Ashok Leyland is expected to post net profit at Rs 250 crore in the quarter ended March 2015 as against a reported profit of Rs 363 crore which includes an exceptional gain of Rs 376 crore on sale of long term investment and immovable property (else adjusted loss at Rs 13 crore) in the year-ago period. The company will announce its March quarter results on May 12.
As per CNBC-TV18 poll, revenue is likely to grow 53 percent to Rs 4727 crore from Rs 3076.7 crore year-on-year. EBITDA is seen increasing 2.7 times at Rs 500 crore versus Rs 184 crore (YoY) while operating profit margin is expected at 10.5 percent against 6 percent on yearly basis.
Analysts are expecting a very strong quarter led by massive rebound in the industry by medium and heavy commercial vehicles (MHCV) volumes rising 40 percent Y-o-Y. During the quarter, total volume growth is likely to be 32 percent Y-o-Y at 34155 versus 26043 units. Q4 MHCV volumes are seen up 39.5 percent at 26262 versus 18824 units (Y-o-Y) while LCV volumes likely to grow 9.3 percent at 7893 versus 7219 units Y-o-Y.

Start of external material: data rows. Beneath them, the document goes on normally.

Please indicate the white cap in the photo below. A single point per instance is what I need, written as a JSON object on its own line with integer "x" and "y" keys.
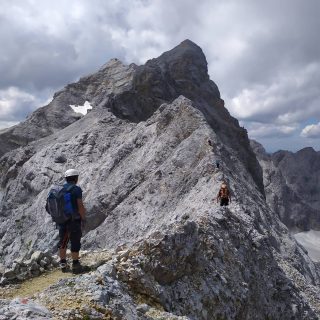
{"x": 71, "y": 173}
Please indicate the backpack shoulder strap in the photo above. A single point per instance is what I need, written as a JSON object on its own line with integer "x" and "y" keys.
{"x": 70, "y": 188}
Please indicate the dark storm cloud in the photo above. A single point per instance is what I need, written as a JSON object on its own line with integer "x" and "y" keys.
{"x": 264, "y": 56}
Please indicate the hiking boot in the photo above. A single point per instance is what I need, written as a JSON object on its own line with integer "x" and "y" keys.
{"x": 64, "y": 267}
{"x": 78, "y": 268}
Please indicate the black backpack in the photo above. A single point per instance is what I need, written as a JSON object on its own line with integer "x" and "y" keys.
{"x": 60, "y": 204}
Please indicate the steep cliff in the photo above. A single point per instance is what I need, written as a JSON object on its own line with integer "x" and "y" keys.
{"x": 149, "y": 184}
{"x": 291, "y": 183}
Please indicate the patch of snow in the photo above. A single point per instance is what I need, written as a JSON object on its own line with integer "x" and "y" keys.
{"x": 81, "y": 109}
{"x": 311, "y": 241}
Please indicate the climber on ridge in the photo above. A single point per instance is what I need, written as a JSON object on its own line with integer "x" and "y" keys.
{"x": 69, "y": 219}
{"x": 224, "y": 195}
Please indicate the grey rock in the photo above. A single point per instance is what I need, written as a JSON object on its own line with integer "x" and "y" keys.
{"x": 176, "y": 248}
{"x": 291, "y": 186}
{"x": 37, "y": 256}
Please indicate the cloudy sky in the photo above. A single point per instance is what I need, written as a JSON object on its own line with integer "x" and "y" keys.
{"x": 263, "y": 55}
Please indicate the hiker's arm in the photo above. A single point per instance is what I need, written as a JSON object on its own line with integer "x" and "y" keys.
{"x": 82, "y": 210}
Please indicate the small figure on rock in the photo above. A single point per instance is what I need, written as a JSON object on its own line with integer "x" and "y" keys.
{"x": 224, "y": 195}
{"x": 64, "y": 204}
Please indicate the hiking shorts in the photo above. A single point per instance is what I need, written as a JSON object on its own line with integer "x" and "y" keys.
{"x": 224, "y": 202}
{"x": 70, "y": 231}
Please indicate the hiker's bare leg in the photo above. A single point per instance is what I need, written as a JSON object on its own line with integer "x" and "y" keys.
{"x": 63, "y": 253}
{"x": 75, "y": 255}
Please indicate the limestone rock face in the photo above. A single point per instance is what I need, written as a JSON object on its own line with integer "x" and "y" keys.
{"x": 150, "y": 183}
{"x": 292, "y": 186}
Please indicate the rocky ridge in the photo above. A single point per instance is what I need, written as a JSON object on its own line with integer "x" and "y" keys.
{"x": 149, "y": 181}
{"x": 291, "y": 183}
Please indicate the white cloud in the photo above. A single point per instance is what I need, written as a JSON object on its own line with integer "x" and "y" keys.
{"x": 258, "y": 130}
{"x": 311, "y": 131}
{"x": 264, "y": 58}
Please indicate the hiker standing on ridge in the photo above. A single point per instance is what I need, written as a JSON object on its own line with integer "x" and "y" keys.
{"x": 215, "y": 159}
{"x": 66, "y": 208}
{"x": 224, "y": 195}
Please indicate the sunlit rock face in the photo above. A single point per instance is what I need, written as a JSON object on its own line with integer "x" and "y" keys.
{"x": 150, "y": 183}
{"x": 291, "y": 183}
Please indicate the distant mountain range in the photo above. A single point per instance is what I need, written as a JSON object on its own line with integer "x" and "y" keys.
{"x": 150, "y": 183}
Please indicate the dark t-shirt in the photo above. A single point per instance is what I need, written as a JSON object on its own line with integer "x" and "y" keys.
{"x": 76, "y": 194}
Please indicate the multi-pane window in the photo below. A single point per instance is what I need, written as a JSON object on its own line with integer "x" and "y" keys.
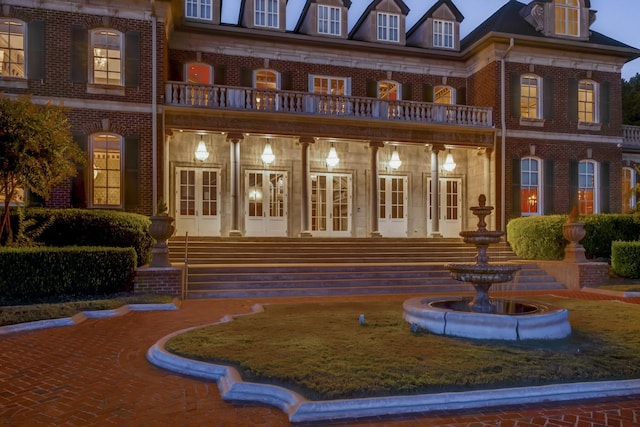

Meanwhile, the management is expecting industry volumes to expand 15-20 percent annually in FY16. The company hopes margins will improve to 12 percent in near term through better capacity utilisation, cost rationalisation and better pricing environment. The management is planning to raise export revenue share to 33 percent by entering new markets like Africa and South East Asia.
Margins are expected to rise 450 basis Y-o-Y due to pure operating leverage and stronger product mix.